World/ Nation Briefs June 8, 2013
Coeur d'Alene Press | UPDATED 11 years, 10 months AGO
Obama: Feds aren't spying on Americans
WASHINGTON - President Barack Obama declared Friday that America is "going to have to make some choices" balancing privacy and security, launching a vigorous defense of formerly secret programs that sweep up an estimated 3 billion phone calls a day and amass Internet data from U.S. providers in an attempt to thwart terror attacks.
He warned that it will be harder to detect threats against the U.S. now that the two top-secret tools to target terrorists have been so thoroughly publicized.
At turns defensive and defiant, Obama stood by the spy programs revealed this week.
The National Security Agency has been collecting the phone records of hundreds of millions of Americans each day, creating a database through which it can learn whether terror suspects have been in contact with people in the U.S. It also was disclosed this week that the NSA has been gathering all Internet usage - audio, video, photographs, emails and searches - from nine major U.S. Internet providers, including Microsoft and Google, in hopes of detecting suspicious behavior that begins overseas.
"Nobody is listening to your telephone calls," Obama assured the nation after two days of reports that many found unsettling.

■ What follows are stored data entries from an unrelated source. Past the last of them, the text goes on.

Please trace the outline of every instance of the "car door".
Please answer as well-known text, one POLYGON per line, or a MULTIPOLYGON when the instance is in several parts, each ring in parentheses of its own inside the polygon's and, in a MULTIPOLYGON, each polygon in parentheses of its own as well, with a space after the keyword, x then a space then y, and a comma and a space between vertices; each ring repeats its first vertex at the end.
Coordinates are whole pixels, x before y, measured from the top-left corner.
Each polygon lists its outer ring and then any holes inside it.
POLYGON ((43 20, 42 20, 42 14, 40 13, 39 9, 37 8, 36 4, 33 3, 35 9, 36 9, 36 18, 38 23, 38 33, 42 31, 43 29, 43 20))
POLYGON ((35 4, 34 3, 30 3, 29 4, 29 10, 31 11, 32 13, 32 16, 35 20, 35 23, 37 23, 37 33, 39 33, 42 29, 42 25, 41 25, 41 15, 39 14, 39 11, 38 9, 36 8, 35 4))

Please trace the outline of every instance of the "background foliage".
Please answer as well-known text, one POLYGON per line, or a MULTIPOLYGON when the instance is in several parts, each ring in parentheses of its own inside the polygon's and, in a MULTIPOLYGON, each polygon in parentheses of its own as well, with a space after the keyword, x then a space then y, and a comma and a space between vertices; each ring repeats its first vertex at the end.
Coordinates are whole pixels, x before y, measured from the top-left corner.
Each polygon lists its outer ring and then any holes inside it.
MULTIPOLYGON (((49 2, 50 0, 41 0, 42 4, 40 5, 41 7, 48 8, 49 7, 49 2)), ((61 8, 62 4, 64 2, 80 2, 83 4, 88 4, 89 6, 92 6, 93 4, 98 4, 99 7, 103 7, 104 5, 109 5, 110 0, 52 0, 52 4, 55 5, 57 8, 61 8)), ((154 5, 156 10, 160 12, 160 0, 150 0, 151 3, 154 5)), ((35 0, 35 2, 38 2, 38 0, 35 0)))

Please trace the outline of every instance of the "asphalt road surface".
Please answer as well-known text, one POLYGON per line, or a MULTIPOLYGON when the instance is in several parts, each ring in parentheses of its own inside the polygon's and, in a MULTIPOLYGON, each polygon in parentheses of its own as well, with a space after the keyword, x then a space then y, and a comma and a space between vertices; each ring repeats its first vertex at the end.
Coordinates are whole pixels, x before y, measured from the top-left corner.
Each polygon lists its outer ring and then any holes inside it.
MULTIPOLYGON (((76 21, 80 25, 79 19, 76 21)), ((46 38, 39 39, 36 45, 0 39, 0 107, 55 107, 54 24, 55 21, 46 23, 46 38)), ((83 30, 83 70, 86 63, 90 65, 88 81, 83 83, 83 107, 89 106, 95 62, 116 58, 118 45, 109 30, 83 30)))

What the government is doing, he said, is digesting phone numbers and the durations of calls, seeking links that might "identify potential leads with respect to folks who might engage in terrorism." If there's a hit, he said, "if the intelligence community then actually wants to listen to a phone call, they've got to go back to a federal judge, just like they would in a criminal investigation."
Texas actress admits sending ricin-tainted mail
TEXARKANA, Texas - A pregnant Texas actress who first told the FBI that her husband sent ricin-tainted letters to President Barack Obama and New York City Mayor Michael Bloomberg, then allegedly said she sent them because her husband "made her" do it, was charged Friday with threatening the president.
Shannon Guess Richardson, 35, appeared in a Texarkana courtroom after being charged with mailing a threatening communication to the president. The federal charge carries up to 10 years in prison, U.S. attorney's office spokeswoman Davilyn Walston said.
Richardson, a mother of five who has played bit roles on television and in movies, was arrested earlier Friday for allegedly mailing the ricin-laced letters last month to the White House, Bloomberg and the mayor's Washington gun-control group. The letters - which authorities determined were mailed from Richardson's hometown of New Boston or nearby Texarkana and postmarked in Shreveport, La. - threatened violence against gun-control advocates, authorities said.
Man faces 329 charges in case of missing women
COLUMBUS, Ohio - A man accused of holding three women captive in his run-down home in Cleveland for a decade and fathering a child with one of them has been indicted on 329 charges including murder, kidnapping and rape, prosecutors said.
A Cuyahoga County grand jury returned the indictment Friday against Ariel Castro, a former school bus driver fired last fall.
Castro, 52, is accused of kidnapping Amanda Berry, Gina DeJesus and Michelle Knight and holding them captive along with a 6-year-old girl he fathered with Berry.
The grand jury charged Castro with two counts of aggravated murder related to one act, saying he purposely caused the unlawful termination of one of the women's pregnancies. Castro also was indicted on 139 counts of rape, 177 counts of kidnapping, seven counts of gross sexual imposition, three counts of felonious assault and one count of possession of criminal tools.
Felon to be charged in Philly building collapse
PHILADELPHIA - A felon who was allegedly high while operating demolition equipment when a downtown building collapsed and killed six people will be charged with involuntary manslaughter, a top city official said Friday.
Sean Benschop, 42, faces six manslaughter counts along with six counts of risking a catastrophe, six counts of reckless endangerment and other charges, Deputy Mayor Everett Gillison told The Associated Press.
Authorities believe Benschop had been using an excavator Wednesday when what was left of the four-story building gave way and fell on top of a neighboring Salvation Army thrift store, killing two employees and four customers, and injuring 13 others.
A toxicology report showed "evidence that he was high" on marijuana, Gillison said. That finding, combined with witness statements and evidence from the scene, led to the decision Friday to raid his North Philadelphia home and later seek an arrest warrant, he said.
"The D.A. has approved it (his arrest), and my police officers are out looking for him as we speak," said Gillison, the deputy mayor for public safety.